Var. Nihal’e aşırı güvendim ben. ‘O yapıyorsa doğrudur’ dedim. Onu keşke cezaevinden çıkar çıkmaz bir hastaneye kapatsaydım. Çok bilgiliydi, yanlış yapmazdı. O hem kendini yanlış beslemiş hem de çok yüklenmiş kendine. İntihar etti resmen yavrum. Bence nazara geldik. Çünkü çok mükemmel bir aileydik.
İYİ ANNE VE BABA OLDUK
Ama kamuoyu sizleri çok eleştiriyor ve kızlarınıza sahip çıkmamakla suçluyor. Eşim acıyla kendini suçluyor ama biz hep iyi örnek olduk onlara. Çocuklarımıza gözbebeğimiz gibi baktık, onlara çok düşkündük. Ortalığa falan atmadık. Babasıyla medenice ayrıldık ve hep çok candan dost kaldık. Resmi olarak ayrıldık ama manevi olarak hiç kopmadık. Hakan Bey’in eli hep üzerimizdeydi. Anneannesi yine öyle. Kim yavrusunu ortalığa atar?

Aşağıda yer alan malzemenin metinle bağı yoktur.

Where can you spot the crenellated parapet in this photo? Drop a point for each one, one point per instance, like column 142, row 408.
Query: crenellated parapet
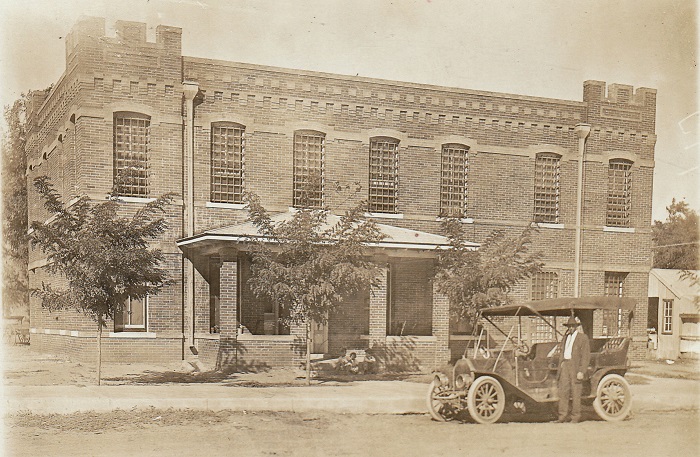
column 620, row 107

Yarışmaya bile biz rıza göstermedik. Aynı yurtta kaldıkları, hepsi de çok eğitimli olan 4 arkadaş birlikte girmiş, Nihal seçilmiş. Kızım evden okula giden biriydi. Biz televizyon dünyasını bile bilmezdik. Çok heveslendi, biz de kıramadık onu. Kızım avukatlık okudu. Biz eğitime âşık bir aileyiz. İkimiz de kızlarımız için kendi hayatlarını sıfırlayan fedakâr insanlarız. Bir anne baba daha ne yapabilir ki? Onlara kötü örnek olmadık. Elimiz sadece kitap tuttu.